Today’s post is short: I learned about the 3SAT Problem. The term “3SAT” stands for “Boolean Satisfyability Problem where each clause contains 3 variables”. Here is the problem:

Given an expression of the form \((y_{i_1} \vee y_{i_2} \vee y_{i_3}) \wedge (y_{i_4} \vee y_{i_5} \vee y_{i_6}) \wedge \ldots \wedge (y_{i_{n-2}} \vee y_{i_{n-1}} \vee y_{i_n})\) where each \(y_{i_k}\) is one of the variables \(x_1, x_2, \ldots, x_m\) or \(\neg x_1, \neg x_2, \ldots, \neg x_m\) (where \(\neg\) is logical negation), is there a way to assign TRUE or FALSE to each \(x_i\) so that the entire expression evaluates to TRUE?

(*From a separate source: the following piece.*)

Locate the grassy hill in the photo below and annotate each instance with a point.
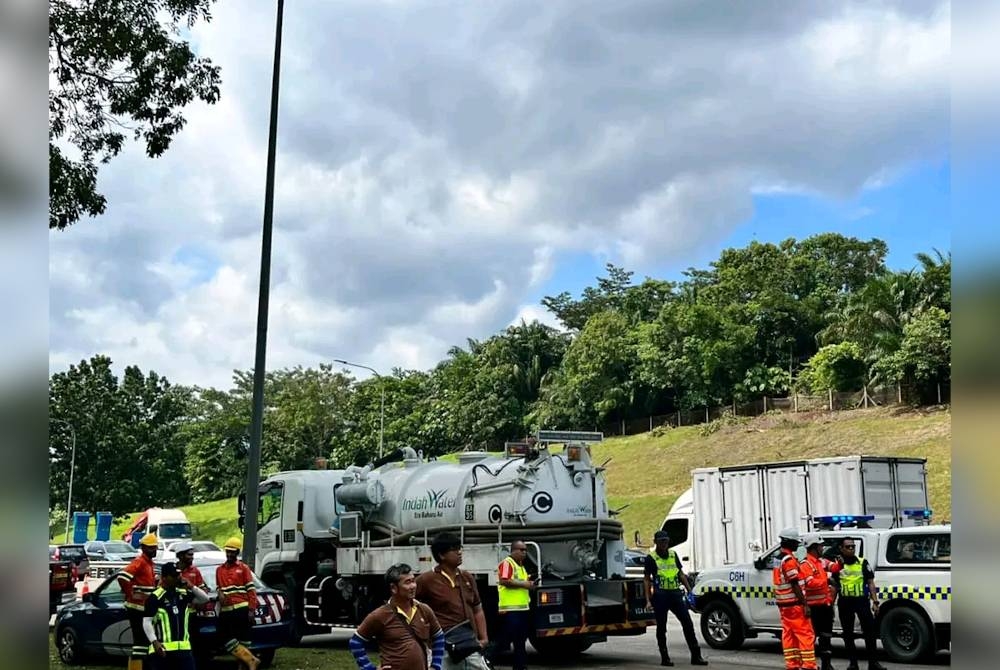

This family of problems is NP-Complete, which informally means that they are really hard to solve in general. That is, all known algorithms for solving all 3SAT problems increase in the time they take to work quickly when more and more variables are added. A specific 3SAT problem might be really easy to solve, or even entire classes of 3SAT problems. But it is definitely not easy to solve all 3SAT problems with a single, generic, algorithm.